Me and Bradley looking a bit awestruck. One of those amazing days when torrents of rain suddenly passed and the sun came out just as we were walking up the path to the temple.


Next we stopped by Ginkakuji, which was remarkable more for its sansui (raked sand( garden than for the pavillion itself. Although built in the 16th Century, the garden is eerily postmodern, and was supposedly built by the great landscape artist Soami. The garden represents Mt Fuji and the Pacific Ocean.

Taiheiyo (the Ocean)



Fuji-san

We next walked the length of the so-called "Philosopher's Path," named after Nishida Kitaro (the founder of the Kyoto School of philosophy, and a longtime professor at Kyoto University). Since I have spent the last year studying Nishida and his disciples, it was particularly meaningful to, as it were, walk his walk.

Finally we headed up to Kiyomizudera and along the road saw a volley of brightly colored geishas (below).




The next day we set out for Mt Hiei, one of the most famous religious mountains in the world and the sight of the first major monasteries of Mahayana Buddhism in Japan.
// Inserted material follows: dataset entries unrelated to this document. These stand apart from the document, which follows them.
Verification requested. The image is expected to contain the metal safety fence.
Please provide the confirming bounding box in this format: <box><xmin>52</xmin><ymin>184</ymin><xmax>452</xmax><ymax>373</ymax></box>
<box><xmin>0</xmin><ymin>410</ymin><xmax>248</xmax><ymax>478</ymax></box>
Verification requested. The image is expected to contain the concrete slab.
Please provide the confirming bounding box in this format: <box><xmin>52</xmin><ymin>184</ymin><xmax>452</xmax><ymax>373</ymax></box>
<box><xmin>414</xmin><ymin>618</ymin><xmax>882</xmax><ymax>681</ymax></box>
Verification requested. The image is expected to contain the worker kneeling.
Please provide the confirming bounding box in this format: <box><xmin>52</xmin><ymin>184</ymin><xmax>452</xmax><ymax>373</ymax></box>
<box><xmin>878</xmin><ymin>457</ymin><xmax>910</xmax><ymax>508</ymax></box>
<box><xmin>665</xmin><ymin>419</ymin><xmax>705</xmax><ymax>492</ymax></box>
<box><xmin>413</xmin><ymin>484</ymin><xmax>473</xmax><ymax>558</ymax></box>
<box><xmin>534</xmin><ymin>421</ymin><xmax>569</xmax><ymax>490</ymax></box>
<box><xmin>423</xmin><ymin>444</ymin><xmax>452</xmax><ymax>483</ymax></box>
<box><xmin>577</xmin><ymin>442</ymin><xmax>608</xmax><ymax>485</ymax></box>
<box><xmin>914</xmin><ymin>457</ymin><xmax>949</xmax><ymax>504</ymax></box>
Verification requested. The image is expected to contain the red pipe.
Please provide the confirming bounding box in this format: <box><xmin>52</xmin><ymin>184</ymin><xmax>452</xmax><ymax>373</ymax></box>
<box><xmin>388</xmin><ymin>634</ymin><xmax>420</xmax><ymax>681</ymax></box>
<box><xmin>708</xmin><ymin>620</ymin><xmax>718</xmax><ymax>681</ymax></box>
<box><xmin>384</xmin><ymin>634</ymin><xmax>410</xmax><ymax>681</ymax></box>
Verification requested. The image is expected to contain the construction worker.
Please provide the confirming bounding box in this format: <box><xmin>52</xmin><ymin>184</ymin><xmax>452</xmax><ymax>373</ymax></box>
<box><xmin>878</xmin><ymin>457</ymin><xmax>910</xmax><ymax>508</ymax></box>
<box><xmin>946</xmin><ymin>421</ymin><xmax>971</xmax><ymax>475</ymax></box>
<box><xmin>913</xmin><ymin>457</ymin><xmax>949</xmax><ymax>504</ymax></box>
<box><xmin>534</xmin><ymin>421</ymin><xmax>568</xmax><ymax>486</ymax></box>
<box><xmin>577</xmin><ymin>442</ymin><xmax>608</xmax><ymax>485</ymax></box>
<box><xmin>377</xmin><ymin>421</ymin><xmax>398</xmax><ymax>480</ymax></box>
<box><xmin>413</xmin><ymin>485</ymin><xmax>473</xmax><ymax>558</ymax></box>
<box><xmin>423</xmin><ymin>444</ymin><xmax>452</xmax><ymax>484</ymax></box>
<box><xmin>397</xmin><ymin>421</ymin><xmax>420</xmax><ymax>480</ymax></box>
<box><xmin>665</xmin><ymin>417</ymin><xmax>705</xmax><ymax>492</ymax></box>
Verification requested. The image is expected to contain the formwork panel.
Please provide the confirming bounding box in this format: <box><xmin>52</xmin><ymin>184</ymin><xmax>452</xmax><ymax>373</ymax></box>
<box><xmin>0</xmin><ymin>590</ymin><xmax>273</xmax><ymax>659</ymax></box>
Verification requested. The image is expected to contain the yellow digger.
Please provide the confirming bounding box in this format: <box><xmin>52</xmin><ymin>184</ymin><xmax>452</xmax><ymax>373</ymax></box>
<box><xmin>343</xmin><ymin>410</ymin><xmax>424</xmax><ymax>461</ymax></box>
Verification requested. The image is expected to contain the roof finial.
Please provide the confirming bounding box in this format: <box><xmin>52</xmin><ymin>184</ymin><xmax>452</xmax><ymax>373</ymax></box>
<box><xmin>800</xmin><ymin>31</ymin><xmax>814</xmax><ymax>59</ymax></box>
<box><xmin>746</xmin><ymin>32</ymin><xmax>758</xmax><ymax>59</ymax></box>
The temples of Mt Hiei were first built in the 9th Century.

This is part of the original path that goes up (and down) Mt Hiei.

Christo and Luna at a scenic overlook just below the temple complex of Enryaku-ji.


This is arguably the most (historically) important building on the grounds--a reconstructed version of the original ordination hall built by Saisho in the 8th Century. Tendai sect monks are still ordained here to this day.



Christo ringing one of the enormous bells on the mountain.

Here is a (borrowed) picture that gives a glimpse of the inside of the Konpon Chudo Hall. Inside the hall there is an oil lamp that has been continuously lit for 1200 years. The lamp was first lit by Saicho himself (or so legend says). Inside the Konpon-Chudo we wrote out a special ceremonial blessing for our (Christo and my) grandfather on a piece of wood which will be burned in the fires of the inner sanctum and hopefully help in the passage of his soul from this world to the next.